Since the file is binary, I have attempted to use the System.IO.StreamFile
object to read the file. However, I have
not been able successfully walk through the file and obtain any readable
text. I have played around with various encodings, such as ASCII and
Unicode. I think that MSG files are BASE64/Mime encoded though. Perhaps
that could be part of my trouble.

I have downloaded several example applications that mimic Notepad. However,
none of them have been able to read the encoding of MSG files. I have
gained a new level of appreciation for Notepad :). I wander what it is that
notepad uses to detect the file encoding and display it in such a readable
way.

Does anyone have any experience with reading Outlook data? Again, I am not
after pretty formatting, I just want to extract certain text fragments from
these binary files. Can someone point me in the right direction? I would
think that I just need to be able to read Byte Sream from the file with the
correct encoding and convert it to ASCII text. I have been totally
unsuccessful so far.

Thanks,
Dmitry
 
Does anyone have any experience with reading Outlook data? Again, I am
not after pretty formatting, I just want to extract certain text fragments
from these binary files. Can someone point me in the right direction? I
would think that I just need to be able to read Byte Sream from the file
with the correct encoding and convert it to ASCII text. I have been
totally unsuccessful so far.

Outlook can be automated, just like Word, Excel etc. It's a bit cranky, but
I have done it. Have you tried adding a reference to it?
 
Hi,

That's my whole thing is that I don't want to automate Outlook. It's very
clunky. I need to be able to process millions of MSG files and Office
products (i.e. Access) suck with that many files.

Thank you though.

dmitry
 
That's my whole thing is that I don't want to automate Outlook. It's very
clunky. I need to be able to process millions of MSG files and Office
products (i.e. Access) suck with that many files.

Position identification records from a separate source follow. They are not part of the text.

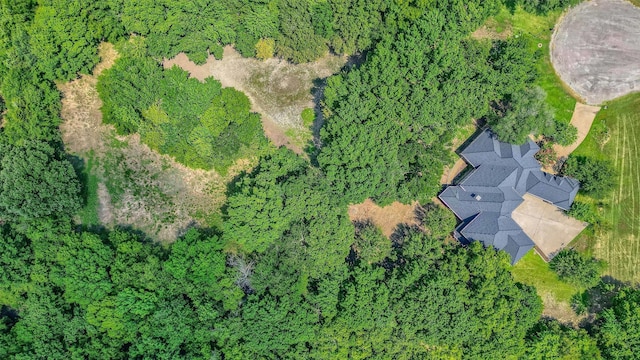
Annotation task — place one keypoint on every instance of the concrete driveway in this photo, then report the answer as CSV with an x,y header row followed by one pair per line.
x,y
548,227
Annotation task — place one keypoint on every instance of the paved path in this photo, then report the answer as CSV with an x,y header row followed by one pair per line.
x,y
549,227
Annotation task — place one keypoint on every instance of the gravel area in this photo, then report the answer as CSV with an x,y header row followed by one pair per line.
x,y
596,49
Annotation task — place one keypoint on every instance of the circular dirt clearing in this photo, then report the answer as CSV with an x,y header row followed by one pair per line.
x,y
596,49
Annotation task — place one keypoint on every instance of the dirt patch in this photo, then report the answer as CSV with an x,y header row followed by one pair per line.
x,y
582,118
560,311
137,186
595,49
278,90
385,218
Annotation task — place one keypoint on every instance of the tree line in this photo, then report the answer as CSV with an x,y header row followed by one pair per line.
x,y
287,275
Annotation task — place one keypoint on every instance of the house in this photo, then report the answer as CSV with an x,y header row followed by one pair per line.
x,y
484,200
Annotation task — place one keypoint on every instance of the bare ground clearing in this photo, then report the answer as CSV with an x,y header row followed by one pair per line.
x,y
595,49
560,311
582,119
137,186
385,218
278,90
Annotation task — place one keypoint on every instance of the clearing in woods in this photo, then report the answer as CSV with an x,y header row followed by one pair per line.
x,y
127,183
619,246
385,218
278,90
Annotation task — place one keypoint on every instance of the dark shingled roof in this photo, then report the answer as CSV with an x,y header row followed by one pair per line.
x,y
485,199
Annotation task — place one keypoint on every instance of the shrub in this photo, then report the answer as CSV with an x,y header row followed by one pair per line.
x,y
563,133
308,117
546,156
576,268
596,176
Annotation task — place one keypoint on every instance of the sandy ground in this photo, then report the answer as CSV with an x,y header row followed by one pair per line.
x,y
596,49
161,197
278,90
385,218
488,31
560,311
582,118
549,227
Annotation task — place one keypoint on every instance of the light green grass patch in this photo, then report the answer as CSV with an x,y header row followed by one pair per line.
x,y
538,30
619,245
534,271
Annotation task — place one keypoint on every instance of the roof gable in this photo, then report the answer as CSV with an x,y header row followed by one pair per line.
x,y
485,199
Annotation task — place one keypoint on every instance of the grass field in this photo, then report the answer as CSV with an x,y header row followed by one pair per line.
x,y
619,246
532,270
538,29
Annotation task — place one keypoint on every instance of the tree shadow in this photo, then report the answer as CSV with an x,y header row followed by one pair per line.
x,y
80,169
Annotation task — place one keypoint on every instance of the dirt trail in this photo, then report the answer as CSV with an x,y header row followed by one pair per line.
x,y
385,218
582,118
278,90
137,186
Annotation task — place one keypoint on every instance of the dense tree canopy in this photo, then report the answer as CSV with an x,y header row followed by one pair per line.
x,y
596,176
389,120
200,124
35,183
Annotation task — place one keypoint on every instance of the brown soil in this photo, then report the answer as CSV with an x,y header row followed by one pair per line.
x,y
560,311
155,194
582,118
489,32
278,90
385,218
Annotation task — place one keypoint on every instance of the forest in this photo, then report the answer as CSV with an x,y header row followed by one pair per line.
x,y
286,274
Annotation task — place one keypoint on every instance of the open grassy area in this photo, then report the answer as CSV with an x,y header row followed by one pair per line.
x,y
534,271
538,30
619,246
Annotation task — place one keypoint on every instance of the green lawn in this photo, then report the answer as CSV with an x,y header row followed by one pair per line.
x,y
531,269
538,29
534,271
619,246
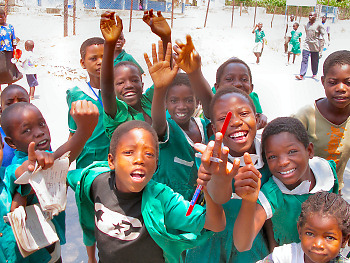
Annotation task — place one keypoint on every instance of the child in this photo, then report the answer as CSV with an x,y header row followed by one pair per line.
x,y
135,218
8,72
259,41
11,94
295,176
29,63
294,43
239,138
327,121
324,229
96,148
26,130
125,80
121,55
178,133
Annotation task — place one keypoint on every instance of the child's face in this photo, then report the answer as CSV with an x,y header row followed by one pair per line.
x,y
29,126
240,134
288,159
135,160
337,86
235,75
181,103
128,84
13,96
93,60
120,43
321,238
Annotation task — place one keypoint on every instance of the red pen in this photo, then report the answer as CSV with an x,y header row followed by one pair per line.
x,y
199,187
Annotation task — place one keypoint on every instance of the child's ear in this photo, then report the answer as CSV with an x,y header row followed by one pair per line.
x,y
111,161
82,63
9,141
310,150
345,241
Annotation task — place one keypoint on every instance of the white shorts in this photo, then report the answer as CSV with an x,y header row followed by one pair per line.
x,y
257,47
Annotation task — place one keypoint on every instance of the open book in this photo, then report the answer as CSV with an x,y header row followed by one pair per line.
x,y
31,230
49,185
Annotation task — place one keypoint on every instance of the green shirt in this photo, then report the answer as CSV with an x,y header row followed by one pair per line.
x,y
123,56
284,206
97,146
163,211
177,166
128,113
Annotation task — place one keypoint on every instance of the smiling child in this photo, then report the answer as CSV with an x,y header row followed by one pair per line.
x,y
327,121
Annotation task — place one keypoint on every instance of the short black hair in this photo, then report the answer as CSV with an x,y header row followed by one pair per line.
x,y
8,113
327,204
89,42
180,79
232,60
285,124
128,126
341,57
127,64
229,90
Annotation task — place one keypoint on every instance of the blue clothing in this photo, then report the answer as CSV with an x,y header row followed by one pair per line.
x,y
8,152
7,37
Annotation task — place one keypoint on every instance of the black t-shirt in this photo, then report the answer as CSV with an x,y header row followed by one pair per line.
x,y
120,231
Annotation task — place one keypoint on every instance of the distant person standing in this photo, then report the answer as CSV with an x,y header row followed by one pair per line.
x,y
8,71
326,38
259,41
29,64
287,34
313,32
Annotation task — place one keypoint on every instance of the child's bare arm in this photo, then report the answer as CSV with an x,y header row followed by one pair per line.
x,y
189,61
162,76
216,176
215,219
111,32
85,115
158,26
251,216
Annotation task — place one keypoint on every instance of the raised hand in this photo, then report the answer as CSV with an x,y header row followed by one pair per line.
x,y
161,72
85,115
186,56
109,28
158,24
248,181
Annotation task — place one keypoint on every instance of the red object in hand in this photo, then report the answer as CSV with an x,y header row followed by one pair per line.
x,y
17,53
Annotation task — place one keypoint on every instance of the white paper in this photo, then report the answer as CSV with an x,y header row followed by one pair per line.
x,y
49,185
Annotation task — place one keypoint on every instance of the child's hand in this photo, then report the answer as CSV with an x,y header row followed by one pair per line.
x,y
261,121
186,56
158,24
109,28
247,181
18,201
161,72
85,114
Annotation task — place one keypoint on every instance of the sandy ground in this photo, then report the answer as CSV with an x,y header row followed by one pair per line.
x,y
280,94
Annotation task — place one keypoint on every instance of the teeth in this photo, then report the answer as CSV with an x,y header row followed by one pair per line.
x,y
288,172
238,134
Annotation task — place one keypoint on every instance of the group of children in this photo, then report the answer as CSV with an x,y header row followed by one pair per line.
x,y
141,155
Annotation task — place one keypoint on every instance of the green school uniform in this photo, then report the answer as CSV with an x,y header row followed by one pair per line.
x,y
254,96
284,206
163,212
128,113
123,56
177,166
97,146
220,247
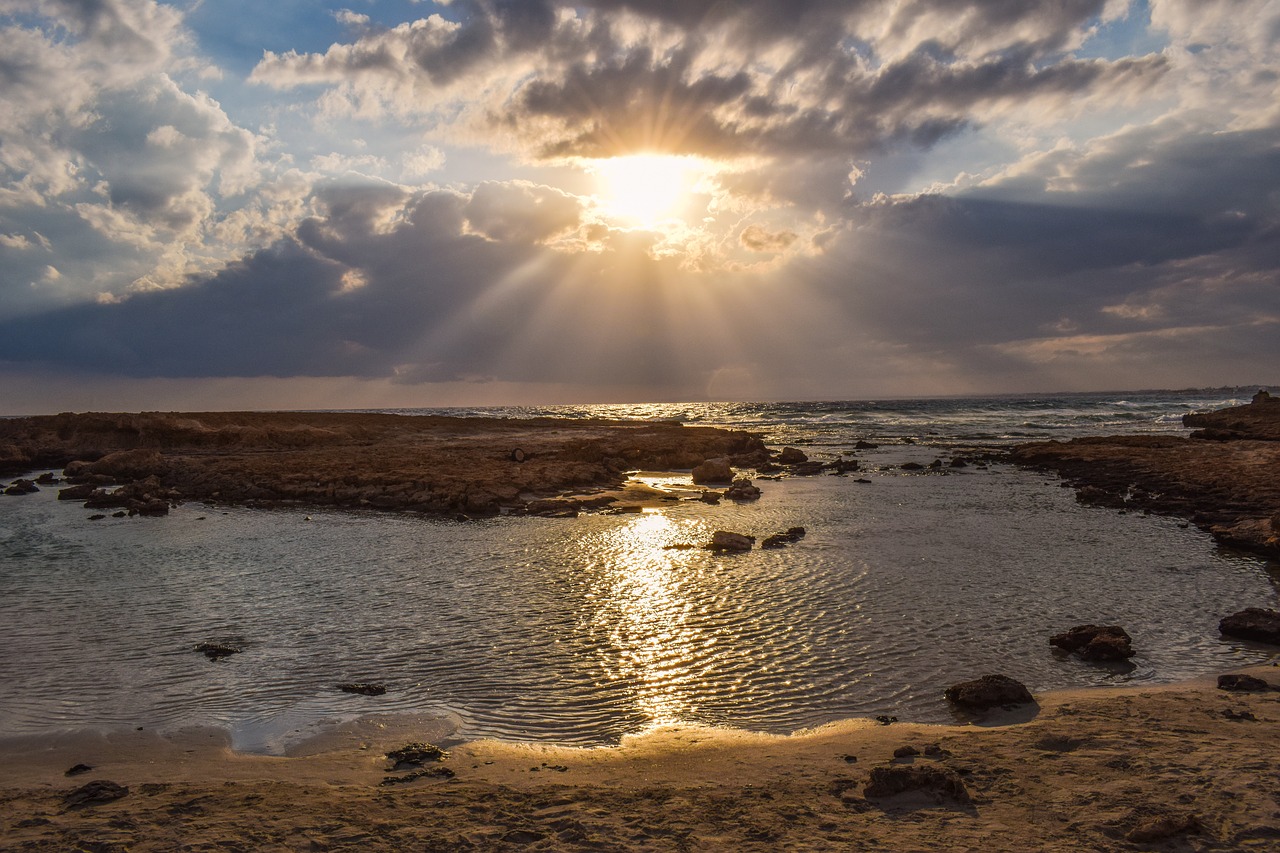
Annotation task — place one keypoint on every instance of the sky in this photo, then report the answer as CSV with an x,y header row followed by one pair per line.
x,y
400,203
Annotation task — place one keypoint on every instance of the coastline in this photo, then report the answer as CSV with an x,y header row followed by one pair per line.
x,y
1179,766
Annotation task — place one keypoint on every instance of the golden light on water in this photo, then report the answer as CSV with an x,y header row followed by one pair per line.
x,y
645,188
647,617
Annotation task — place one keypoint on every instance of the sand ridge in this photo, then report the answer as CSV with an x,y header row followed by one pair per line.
x,y
1182,767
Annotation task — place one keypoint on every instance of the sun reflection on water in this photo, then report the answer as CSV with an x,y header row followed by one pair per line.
x,y
645,612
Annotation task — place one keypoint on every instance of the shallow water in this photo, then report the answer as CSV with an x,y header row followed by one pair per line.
x,y
585,630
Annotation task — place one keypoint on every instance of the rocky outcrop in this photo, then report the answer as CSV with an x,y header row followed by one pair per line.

In that case I'd start searching for third party tools. I assume that MSFT
aren't offering to divulge the details of the format.
 
No, MS is definitely not documenting their MSG format. I did find this
article:

http://www.msusenet.com/archive/topic.php/t-288764.html

A gentleman, named Eduardo A. Morcillo has developed some .NET classes that
wrap the Office OLE storage. They are pretty good so far. The classes are
here:

http://www.mvps.org/emorcillo/en/code/grl/storage.shtml

I have been able to take a couple of MSG files and obtain a list of streams
(properties) and their values. However, I am still missing the Internet
Headers. They must lie somewhere else in the file. All of this is quite
annoying, thanks to Microsoft.

The only known working API I have seen so far (used by many forensic
applications) is from Fookes software. These guys are great and their tools
are phenomenal, but the API is a little outside my price range.

Being able to obtain the Sender, Recipient, Subject, etc. is definitely a
plus, but I need the Message ID. I guess it's back to more research.

Dmitry


Basically, the MSG file format is a series of binary streams.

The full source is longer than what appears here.